Final-Rush759 t1_jb5bxf5 wrote on March 6, 2023 at 3:36 PM

Reply to comment by incrediblediy in Should I choose Colab or RTX3070 for deep learning? by Cyp9715

Only 2×more than 3060. May be you are more power limited or CPU bottle necked when using both GPUs, or PCEi bandwidth limited.

incrediblediy t1_jb5dzqa wrote on March 6, 2023 at 3:49 PM

This is when they were running individually on full 16x PCIE 4.0, can be expected with TFLOPS (3x) as well. (i.e. I have compared times when I had only 3060 vs 3090 on the same slot, running model on a single GPU each time)

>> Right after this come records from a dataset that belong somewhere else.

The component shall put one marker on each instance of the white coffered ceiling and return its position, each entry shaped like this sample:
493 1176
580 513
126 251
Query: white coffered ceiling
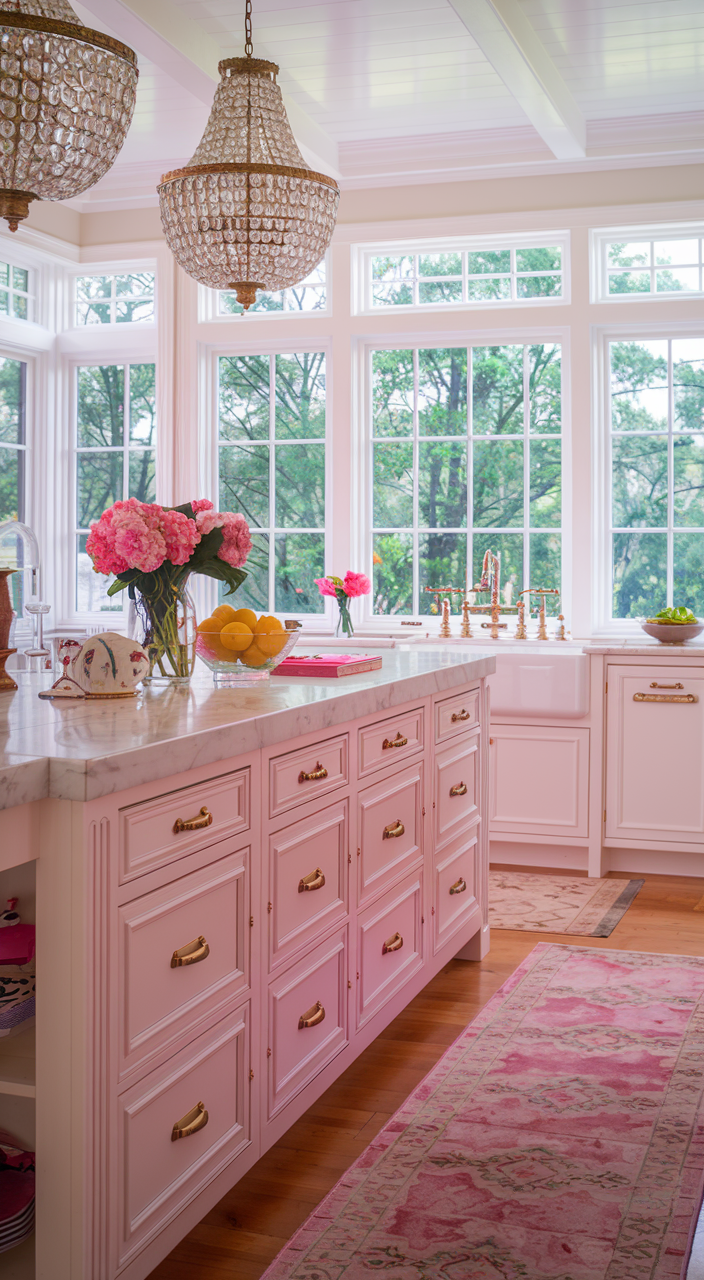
406 91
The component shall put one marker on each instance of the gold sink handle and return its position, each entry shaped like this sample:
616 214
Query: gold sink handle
190 1123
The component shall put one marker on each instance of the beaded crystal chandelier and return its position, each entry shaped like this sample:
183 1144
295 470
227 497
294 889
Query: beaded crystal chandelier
246 213
67 97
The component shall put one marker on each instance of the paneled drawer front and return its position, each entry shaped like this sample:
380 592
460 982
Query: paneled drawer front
456 794
312 771
456 714
389 947
389 830
391 740
158 1175
309 880
170 826
455 891
183 950
307 1019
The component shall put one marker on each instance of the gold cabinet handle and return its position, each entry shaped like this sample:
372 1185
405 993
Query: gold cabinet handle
312 1016
312 881
204 819
666 698
192 952
191 1123
315 775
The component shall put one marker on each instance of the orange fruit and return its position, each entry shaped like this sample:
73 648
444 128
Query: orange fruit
236 636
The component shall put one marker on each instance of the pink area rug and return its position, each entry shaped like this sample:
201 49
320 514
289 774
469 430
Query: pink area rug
560 1138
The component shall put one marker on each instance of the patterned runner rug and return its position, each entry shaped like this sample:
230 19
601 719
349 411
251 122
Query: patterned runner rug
558 904
560 1138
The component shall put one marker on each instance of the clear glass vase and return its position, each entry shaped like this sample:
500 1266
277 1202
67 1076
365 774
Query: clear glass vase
164 624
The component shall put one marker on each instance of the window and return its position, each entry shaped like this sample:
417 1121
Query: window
272 467
114 298
480 274
466 456
16 300
310 295
115 457
657 475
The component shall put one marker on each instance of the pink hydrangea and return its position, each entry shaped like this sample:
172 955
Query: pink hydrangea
356 584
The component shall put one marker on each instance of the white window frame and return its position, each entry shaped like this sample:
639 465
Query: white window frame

I don't do much training on 3060 now, just connected to monitors etc.

I have changed the batch sizes to suit 24 GB anyway as I am working with CV data. Could be bit different with other types of models.

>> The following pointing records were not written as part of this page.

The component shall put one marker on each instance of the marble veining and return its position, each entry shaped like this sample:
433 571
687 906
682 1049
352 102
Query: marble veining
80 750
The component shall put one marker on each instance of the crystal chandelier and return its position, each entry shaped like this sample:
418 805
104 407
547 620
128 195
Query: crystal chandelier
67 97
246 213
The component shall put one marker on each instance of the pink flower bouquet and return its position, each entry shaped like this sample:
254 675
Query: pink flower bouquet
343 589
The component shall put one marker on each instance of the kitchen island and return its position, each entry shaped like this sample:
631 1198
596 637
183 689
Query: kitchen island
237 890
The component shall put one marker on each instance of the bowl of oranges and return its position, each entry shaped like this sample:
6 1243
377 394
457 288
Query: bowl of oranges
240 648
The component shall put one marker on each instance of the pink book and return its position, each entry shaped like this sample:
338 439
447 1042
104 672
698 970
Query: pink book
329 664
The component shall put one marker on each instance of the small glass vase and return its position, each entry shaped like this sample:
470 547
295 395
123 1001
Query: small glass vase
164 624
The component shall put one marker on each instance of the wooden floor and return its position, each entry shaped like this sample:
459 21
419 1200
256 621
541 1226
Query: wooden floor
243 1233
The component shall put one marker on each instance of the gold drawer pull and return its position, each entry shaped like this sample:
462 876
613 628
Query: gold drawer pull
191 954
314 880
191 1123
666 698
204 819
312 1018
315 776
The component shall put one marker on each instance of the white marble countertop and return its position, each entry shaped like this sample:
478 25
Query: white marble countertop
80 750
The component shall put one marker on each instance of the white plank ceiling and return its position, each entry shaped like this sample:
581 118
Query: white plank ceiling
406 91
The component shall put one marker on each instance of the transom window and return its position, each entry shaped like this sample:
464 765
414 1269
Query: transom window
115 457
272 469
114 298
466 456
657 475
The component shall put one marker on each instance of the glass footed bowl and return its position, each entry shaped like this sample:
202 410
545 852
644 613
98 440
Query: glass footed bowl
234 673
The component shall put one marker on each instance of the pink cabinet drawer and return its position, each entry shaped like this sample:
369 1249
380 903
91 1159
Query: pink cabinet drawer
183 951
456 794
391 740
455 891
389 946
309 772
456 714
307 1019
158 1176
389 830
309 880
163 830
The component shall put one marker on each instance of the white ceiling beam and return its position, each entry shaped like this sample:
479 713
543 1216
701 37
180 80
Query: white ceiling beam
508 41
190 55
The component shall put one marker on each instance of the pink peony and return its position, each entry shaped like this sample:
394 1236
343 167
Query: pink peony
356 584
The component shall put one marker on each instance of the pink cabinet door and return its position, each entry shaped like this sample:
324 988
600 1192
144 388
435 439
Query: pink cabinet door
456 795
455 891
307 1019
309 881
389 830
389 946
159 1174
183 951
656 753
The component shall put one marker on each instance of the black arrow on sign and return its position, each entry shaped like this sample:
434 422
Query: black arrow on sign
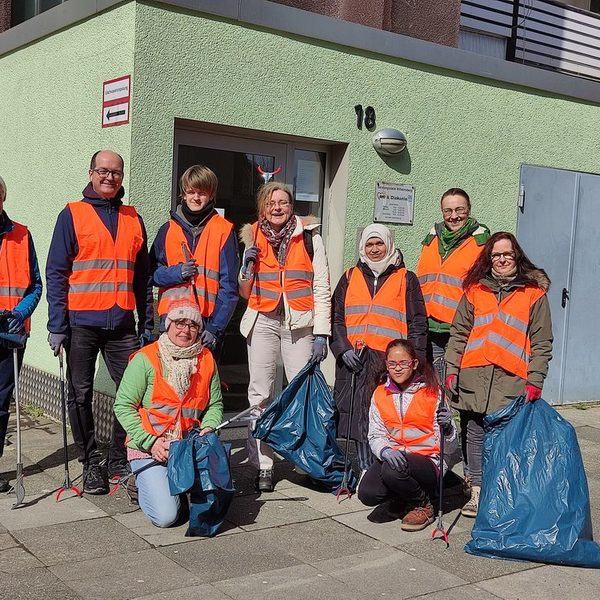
117 113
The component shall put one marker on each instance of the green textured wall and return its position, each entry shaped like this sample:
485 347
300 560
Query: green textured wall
51 99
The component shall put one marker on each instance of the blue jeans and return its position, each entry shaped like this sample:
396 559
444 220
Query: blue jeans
154 496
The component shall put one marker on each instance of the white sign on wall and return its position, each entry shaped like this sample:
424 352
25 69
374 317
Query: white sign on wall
394 203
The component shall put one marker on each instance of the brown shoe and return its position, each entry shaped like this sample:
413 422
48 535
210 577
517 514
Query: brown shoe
418 518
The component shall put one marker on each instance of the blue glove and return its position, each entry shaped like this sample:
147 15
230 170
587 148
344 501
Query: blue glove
15 322
147 338
57 341
395 458
319 349
352 360
208 340
189 269
443 415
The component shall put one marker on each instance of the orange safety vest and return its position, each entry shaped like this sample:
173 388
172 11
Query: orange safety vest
441 281
166 408
102 272
414 430
294 278
207 254
15 269
378 320
500 334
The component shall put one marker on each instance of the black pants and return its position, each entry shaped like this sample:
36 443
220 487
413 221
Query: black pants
381 482
82 351
7 385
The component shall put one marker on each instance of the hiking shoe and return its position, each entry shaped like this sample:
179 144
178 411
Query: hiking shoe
471 507
264 480
418 518
95 481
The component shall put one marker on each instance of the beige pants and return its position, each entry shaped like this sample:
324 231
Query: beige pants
267 341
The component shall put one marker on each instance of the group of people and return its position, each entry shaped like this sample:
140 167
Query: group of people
473 319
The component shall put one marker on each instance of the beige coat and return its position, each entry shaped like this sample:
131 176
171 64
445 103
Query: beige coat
486 389
320 317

3060 = FP32 (float) 12.74 TFLOPS (https://www.techpowerup.com/gpu-specs/geforce-rtx-3060.c3682)
3090 = FP32 (float) 35.58 TFLOPS (https://www.techpowerup.com/gpu-specs/geforce-rtx-3090.c3622)

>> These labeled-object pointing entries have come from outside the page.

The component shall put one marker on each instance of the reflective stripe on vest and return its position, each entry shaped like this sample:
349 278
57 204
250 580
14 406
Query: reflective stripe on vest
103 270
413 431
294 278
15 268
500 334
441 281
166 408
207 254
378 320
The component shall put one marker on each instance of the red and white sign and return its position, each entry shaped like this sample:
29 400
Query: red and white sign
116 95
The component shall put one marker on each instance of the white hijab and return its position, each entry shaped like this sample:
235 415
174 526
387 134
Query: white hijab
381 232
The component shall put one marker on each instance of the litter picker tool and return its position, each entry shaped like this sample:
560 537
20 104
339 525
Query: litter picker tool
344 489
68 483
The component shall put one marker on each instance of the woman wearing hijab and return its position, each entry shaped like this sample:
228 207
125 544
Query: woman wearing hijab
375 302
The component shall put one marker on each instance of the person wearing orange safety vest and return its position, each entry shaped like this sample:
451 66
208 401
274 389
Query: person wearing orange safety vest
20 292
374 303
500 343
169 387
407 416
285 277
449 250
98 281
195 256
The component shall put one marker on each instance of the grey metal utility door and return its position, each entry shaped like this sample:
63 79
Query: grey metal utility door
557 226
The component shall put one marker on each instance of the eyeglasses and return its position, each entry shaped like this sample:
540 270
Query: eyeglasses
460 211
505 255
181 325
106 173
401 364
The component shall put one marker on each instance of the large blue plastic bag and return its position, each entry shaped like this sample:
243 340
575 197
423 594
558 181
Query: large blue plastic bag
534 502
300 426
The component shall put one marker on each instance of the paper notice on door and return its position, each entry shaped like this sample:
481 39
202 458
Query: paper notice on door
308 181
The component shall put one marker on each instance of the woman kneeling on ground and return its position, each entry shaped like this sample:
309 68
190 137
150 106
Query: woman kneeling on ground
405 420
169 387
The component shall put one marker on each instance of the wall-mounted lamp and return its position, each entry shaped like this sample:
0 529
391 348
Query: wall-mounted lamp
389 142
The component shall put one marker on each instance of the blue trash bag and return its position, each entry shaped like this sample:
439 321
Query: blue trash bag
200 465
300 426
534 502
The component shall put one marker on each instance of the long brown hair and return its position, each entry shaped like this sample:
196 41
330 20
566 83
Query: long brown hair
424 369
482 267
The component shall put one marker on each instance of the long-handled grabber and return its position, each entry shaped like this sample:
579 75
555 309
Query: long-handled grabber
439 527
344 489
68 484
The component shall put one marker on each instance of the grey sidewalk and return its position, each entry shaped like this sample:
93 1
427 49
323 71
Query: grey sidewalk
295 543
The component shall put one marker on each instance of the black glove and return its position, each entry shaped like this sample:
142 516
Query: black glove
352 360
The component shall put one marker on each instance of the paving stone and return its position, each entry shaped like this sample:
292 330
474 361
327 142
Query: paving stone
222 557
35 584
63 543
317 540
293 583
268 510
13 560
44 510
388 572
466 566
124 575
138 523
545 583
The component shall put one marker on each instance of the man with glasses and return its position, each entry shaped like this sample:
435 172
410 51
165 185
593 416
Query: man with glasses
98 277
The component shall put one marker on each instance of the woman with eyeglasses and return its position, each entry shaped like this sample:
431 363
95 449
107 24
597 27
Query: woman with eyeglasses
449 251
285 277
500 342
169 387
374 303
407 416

I must say 3060 is a wonderful card and helped me a lot until I found this ex-mining 3090. Really worth for the price with 12 GB VRAM.

Final-Rush759 t1_jb5f7eu wrote on March 6, 2023 at 3:58 PM

I used mix precision training, should have been largely fp16. But you can input as float32. Pytorch amp will auto cast to fp16. I only get 2x speed more with 3090.

Final-Rush759 t1_jb5iho5 wrote on March 6, 2023 at 4:20 PM

2.9x tensor cores , 2.8x cuda cores.